Grading is Satisfactory/Unsatisfactory

To request course, please submit the Nanocourse Request form PDF Icon to Cheryl Small in the College of Graduate Studies, Room 3122 WH.
At least 3 students' names must be on the request form for the course to be offered.
Following submission of the form, faculty will work with students to arrange timing of the course.

Nanocourses Spring 2017

GS647-001 Nanocourse: Emerging Infectious Diseases
Course Instructor(s): Mark Polhemus, M.D., with instruction assistance of Kristopher Paolino, M.D., Christina Lupone, MPH, Aaron Glass, PhD, Lisa Ware, James Vossler, M.S., Timothy Endy, M.D., MPH
Enrollment limit: 10
Brief Description:

  1. Background Factors Impacting Emerging Infectious Diseases- Drivers of Disease Emergence from Ecology to Epidemiology
  2. Factors of Emergence in Anti-Microbial Resistance: A Look into the Threat of Tuberculosis, Malaria, Gram Negative Bacteria, and Gonorrhea
  3. Arboviruses and Hemorrhagic Fever Viruses- You Pick One and We Discuss
  4. Influenza: Pandemic Immunology
  5. Immunology of HIV/AIDS and Emerging Issues in STD’s
  6. urrent Laboratory Capacity for EID’s: A Perspective from a Hospital Microbiologist
  7. Global Preparedness and Field Responses - Microbiology and Immunology Tools for the Scientist

GS647-002 Nanocourse: Introduction to Flow Cytometry
Course Instructor(s): Steven Taffet, Ph.D., Aaron Glass, Ph.D., Lisa Phelps
Enrollment limit: 6 (but if more are interested we can offer more sessions
Brief Description:
Classes will include: Introduction to flow, Design of antibody panels, Hands on training on the cytometer, Analysis of Flow Data (FloJo), New trends in flow cytometry

GS647-003 Nanocourse: Mitochondrial DNA Replication- Un muddling the field
Course Instructor(s): Mark Schmitt, Ph.D.
Enrollment limit: 10
Brief Description:
4, 2 hour classes over a 4 week period. Cover recent papers in yeast and mammalian cells that disagree on the mode of DNA replication in mitochondria. The class will require students to read several papers each week and be ready to discuss them.

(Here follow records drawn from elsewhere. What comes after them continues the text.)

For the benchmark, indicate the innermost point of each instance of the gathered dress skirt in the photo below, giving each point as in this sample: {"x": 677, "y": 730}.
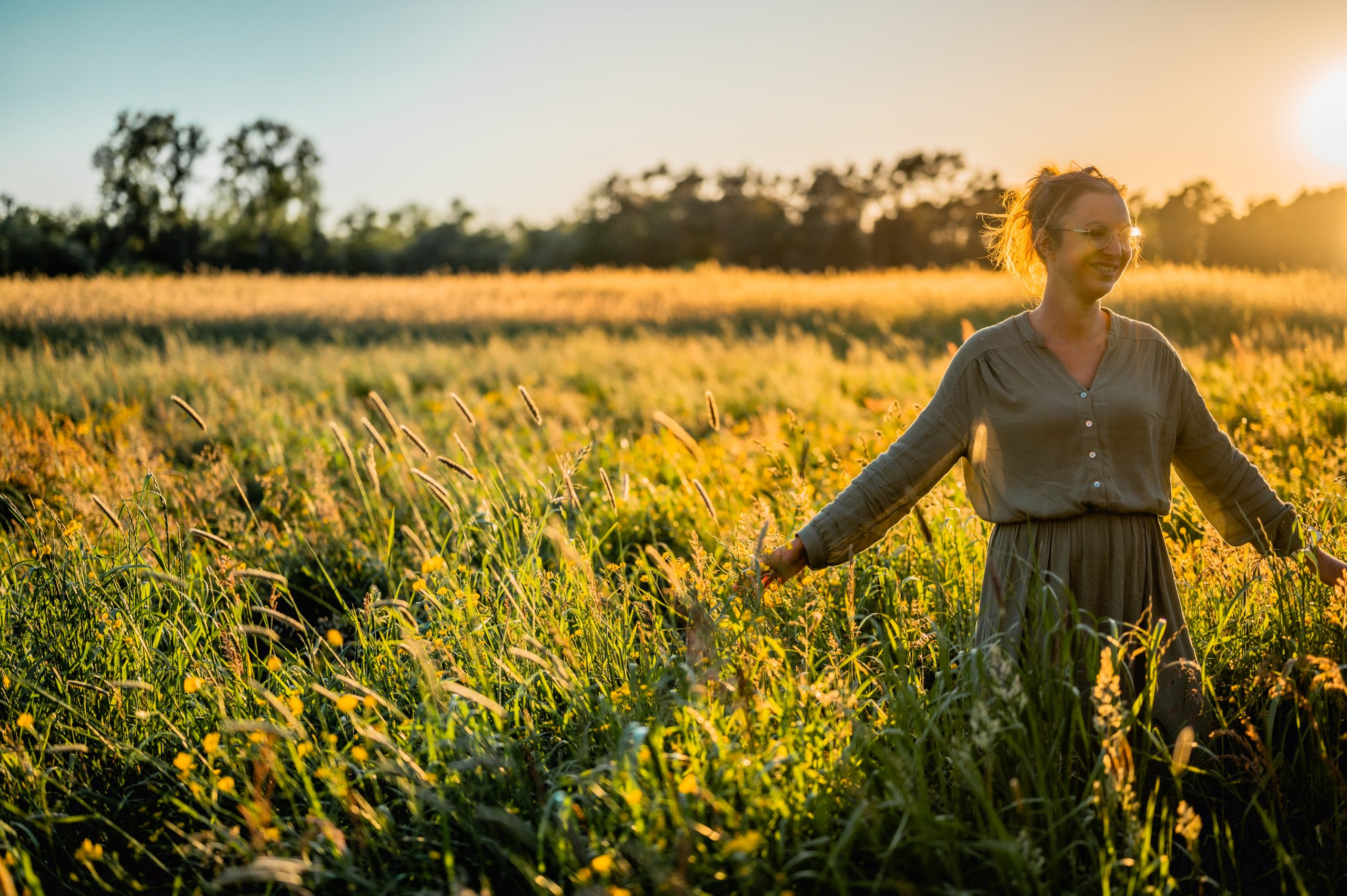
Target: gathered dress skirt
{"x": 1113, "y": 566}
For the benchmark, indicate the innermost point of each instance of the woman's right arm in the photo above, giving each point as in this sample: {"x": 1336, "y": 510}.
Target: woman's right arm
{"x": 884, "y": 491}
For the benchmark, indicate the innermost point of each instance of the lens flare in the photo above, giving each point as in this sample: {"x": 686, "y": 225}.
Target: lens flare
{"x": 1324, "y": 118}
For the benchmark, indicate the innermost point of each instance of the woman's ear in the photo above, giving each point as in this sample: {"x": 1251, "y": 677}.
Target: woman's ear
{"x": 1043, "y": 246}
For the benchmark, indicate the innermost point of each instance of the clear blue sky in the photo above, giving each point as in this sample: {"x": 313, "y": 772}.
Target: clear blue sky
{"x": 520, "y": 108}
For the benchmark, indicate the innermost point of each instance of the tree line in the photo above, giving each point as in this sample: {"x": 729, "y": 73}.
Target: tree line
{"x": 926, "y": 209}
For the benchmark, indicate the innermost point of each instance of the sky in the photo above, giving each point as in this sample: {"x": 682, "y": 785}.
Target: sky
{"x": 522, "y": 108}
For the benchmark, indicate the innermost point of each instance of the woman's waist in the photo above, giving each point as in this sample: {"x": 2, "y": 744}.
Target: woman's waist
{"x": 1089, "y": 519}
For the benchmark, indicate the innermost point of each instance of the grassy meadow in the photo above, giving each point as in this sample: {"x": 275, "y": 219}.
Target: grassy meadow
{"x": 448, "y": 585}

GS647-004 Nanocourse: Radiobiology
Course Instructor(s): Jason Horton, Ph.D., Sandra Hudson, Ph.D. and Paul Aridgides M.D.
Enrollment limit: 20
Brief Description:
Ionizing radiation is used as a cytotoxic agent in biomedical applications. This course will review the unique aspects of ionizing radiation as physical entity, and its atomic, molecular and physiological effects on living cells and tissues. Topics to be discussed will include radiation effects on cellular biology, oxidative stress and free radical chemistry, applications in cancer therapy, experimental model systems, adverse events and toxicity associated with radiation exposure, and clinical translation of basic radiobiology to the practice of radiation oncology. The course will be presentation/discussion based, and supplemented by readings assigned by the instructors. Student performance will be assessed on the basis of participation in in-class discussion and completion of two home-work assignments.

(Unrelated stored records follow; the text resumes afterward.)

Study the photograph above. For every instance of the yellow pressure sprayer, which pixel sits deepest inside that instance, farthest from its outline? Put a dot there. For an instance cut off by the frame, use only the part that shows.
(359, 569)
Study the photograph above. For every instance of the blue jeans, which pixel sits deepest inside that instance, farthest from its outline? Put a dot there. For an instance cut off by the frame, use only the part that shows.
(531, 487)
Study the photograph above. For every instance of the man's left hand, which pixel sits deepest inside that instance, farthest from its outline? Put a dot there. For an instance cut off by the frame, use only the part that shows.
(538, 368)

GS647-005 Nanocourse: Vaccine Development
Course Instructor(s): Mark Polhemus, M.D., with instruction assistance of Kristopher Paolino, M.D.,, Christina Lupone, MPH, Aaron Glass, PhD, Lisa Ware
Enrollment limit: 10
Brief Description:
Vaccine Development nanocourse will feature 7 one-hour lecture and discussion sessions of the following:

  1. Introduction: The Historical Impact of Vaccines on Disease Epidemiology and the Economic Burden of Vaccine Development
  2. The History of Regulatory Affairs and Oversight of Vaccine Development
  3. Vaccines and Immunological Memory
  4. Vaccines as Therapeutics: How to fight Cancer with Vaccines
  5. Advances in Vaccine and Immunization Technologies
  6. Debate Arguments on Vaccine Safety: Anti-Vaxxer versus Pro-Vaxxer
  7. New Vaccines: Challenges and Prospects in Development

GS647-006 Nanocourse: What Do I do next?
Course Instructor(s): Mark Schmitt, Ph.D.
Enrollment limit: 8
Brief Description:
The class will have 4, 2 hour sessions over a four week period. Each week 1-3 papers will be assigned. In class student will discuss the papers and will work on where the research is going, how one would decide the best course of action to progress the field further. Topics will delve down into what experiments should be done next, how those experiments should be set up, expected results, ect.